The second main result is the significant association between the presence of the λ light chain isotype and the presence of vertebral fractures with an odds ratio of vertebral fracture of 4.32 in the λ group compared with the κ group. The association between vertebral fracture and λ light chain remains significant in multivariate analysis after adjustment on BMD, age, sex and BMI. The association between λ light chain and vertebral fractures remains also significant when we analyzed patients with at least two vertebral fractures. Previous studies have shown contradictory results concerning the influence of isotypes on fracture risk.4, 5, 21, 22, 23 Melton et al.5 have found a protective effect of IgG isotype whereas Kristinsson et al.22 found no influence of heavy or light chain isotype on the risk of fracture. With regard to our study, we do not have any explanations concerning the link between the λ light chains and the risk of vertebral fracture. The κ and λ light chains have different chemical properties and despite the number of potential combinations of light chain because of the genetic rearrangement, some subtypes are more frequently associated with deposit diseases.24 The immunoglobulin light chain amyloidosis and POEMS syndrome are most commonly linked with λ light chains, whereas myeloma with renal involvement is more common in the presence of κ light chains.25, 26, 27 Our study describes another potential λ light chain-associated disease.

Our study shows a high prevalence of vertebral fracture in MGUS, which is not completely explained by osteoporosis. MGUS represents a potentially pre-neoplastic condition that may progress to malignant B-cell disorders, such as MM. In MM, bone lesions are due to the secretion of many cytokines by plasma cells, bone marrow stromal cells, osteoblasts and osteoclasts, leading to an uncoupling of bone remodeling with increased bone resorption contrasting with a reduction in bone formation.28, 29, 30 Some studies have shown a similar cytokine profile in MGUS with an increased cytokine serum levels such as Dickkopf-related protein 1 and Macrophage inflammatory protein 1α and an increased Receptor activator of nuclear factor kappa B ligand/Osteoprotegerin ratio in patients MGUS with and without osteoporotic vertebral fractures.31, 32 Bone turnover in monoclonal IgM gammopathy seems to be related to a different mechanism with an increased microresorption because of a population of mononucleated osteoclasts.33

In summary, in this prospective study of 201 men and women with well-defined MGUS, we observed a high prevalence of non-traumatic vertebral fractures, equally distributed between men and women, and strongly associated with the presence of a λ light chain.
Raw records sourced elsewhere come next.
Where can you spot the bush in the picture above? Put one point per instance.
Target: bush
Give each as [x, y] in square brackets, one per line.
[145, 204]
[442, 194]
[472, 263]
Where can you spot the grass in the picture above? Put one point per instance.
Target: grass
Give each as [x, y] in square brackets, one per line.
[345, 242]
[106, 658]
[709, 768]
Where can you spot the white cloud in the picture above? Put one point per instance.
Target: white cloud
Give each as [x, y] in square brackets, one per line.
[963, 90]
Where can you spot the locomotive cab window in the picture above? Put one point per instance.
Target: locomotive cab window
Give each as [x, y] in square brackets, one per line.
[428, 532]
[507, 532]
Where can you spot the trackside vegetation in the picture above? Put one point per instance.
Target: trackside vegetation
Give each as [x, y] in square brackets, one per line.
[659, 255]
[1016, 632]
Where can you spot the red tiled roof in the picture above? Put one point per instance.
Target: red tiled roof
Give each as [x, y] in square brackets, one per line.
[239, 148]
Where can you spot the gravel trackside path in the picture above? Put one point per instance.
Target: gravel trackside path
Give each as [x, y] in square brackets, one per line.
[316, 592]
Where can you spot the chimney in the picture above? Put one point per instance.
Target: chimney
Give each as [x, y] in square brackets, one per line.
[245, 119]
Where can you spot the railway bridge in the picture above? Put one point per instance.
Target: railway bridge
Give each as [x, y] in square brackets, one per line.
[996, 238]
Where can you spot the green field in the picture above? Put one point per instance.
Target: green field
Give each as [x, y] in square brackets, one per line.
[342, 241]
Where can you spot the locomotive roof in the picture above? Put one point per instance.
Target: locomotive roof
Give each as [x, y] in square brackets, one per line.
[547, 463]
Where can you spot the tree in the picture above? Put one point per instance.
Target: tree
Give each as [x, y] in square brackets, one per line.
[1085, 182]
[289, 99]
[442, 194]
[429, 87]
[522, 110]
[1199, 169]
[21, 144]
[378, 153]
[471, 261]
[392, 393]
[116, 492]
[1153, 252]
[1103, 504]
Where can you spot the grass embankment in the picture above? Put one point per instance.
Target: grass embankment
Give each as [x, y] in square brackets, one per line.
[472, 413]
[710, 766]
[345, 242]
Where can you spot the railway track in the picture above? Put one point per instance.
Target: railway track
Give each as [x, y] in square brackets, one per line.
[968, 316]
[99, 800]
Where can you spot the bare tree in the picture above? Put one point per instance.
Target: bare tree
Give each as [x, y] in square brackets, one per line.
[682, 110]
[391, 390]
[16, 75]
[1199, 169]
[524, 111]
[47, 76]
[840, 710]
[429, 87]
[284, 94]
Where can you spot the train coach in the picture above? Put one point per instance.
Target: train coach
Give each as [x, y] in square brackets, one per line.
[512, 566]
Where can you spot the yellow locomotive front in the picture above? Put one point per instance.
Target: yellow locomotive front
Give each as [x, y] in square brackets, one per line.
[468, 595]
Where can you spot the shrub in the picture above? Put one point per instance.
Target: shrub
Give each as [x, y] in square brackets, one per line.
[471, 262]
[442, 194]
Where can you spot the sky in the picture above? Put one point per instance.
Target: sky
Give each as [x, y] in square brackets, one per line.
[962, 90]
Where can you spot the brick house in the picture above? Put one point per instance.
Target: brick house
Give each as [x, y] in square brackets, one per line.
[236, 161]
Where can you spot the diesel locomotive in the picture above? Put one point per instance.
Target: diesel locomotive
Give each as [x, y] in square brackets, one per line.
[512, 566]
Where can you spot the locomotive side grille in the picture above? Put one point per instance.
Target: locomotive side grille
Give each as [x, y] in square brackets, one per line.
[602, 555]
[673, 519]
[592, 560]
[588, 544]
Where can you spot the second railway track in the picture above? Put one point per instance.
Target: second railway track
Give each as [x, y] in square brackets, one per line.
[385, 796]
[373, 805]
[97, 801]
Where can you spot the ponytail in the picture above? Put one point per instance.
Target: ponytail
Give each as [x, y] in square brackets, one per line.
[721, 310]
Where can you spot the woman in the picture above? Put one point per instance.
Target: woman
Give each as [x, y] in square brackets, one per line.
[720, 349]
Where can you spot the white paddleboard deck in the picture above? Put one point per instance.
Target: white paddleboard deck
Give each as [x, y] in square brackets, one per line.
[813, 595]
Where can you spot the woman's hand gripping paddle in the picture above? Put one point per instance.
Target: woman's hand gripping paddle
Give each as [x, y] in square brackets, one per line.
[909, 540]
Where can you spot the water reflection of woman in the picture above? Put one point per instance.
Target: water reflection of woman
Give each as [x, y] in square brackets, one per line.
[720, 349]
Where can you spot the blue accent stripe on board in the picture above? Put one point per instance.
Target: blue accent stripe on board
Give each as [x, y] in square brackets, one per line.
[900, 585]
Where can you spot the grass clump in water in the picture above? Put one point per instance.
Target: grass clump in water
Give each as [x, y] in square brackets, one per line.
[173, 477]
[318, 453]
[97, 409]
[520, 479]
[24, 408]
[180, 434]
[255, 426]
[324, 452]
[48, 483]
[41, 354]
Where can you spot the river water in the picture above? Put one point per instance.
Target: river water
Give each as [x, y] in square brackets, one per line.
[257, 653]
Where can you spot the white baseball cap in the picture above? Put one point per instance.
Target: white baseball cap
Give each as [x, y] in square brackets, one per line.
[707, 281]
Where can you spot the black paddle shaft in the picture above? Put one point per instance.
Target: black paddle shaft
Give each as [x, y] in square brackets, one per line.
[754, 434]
The mechanism of these fractures is currently unknown and may be not only limited to low bone density. The significance of these fractures on the future of MGUS needs further prospective studies. These results confirm the previously published data and reinforce the concept of the need for bone assessment of all patients with MGUS with systematic vertebral fracture assessment in addition to BMD.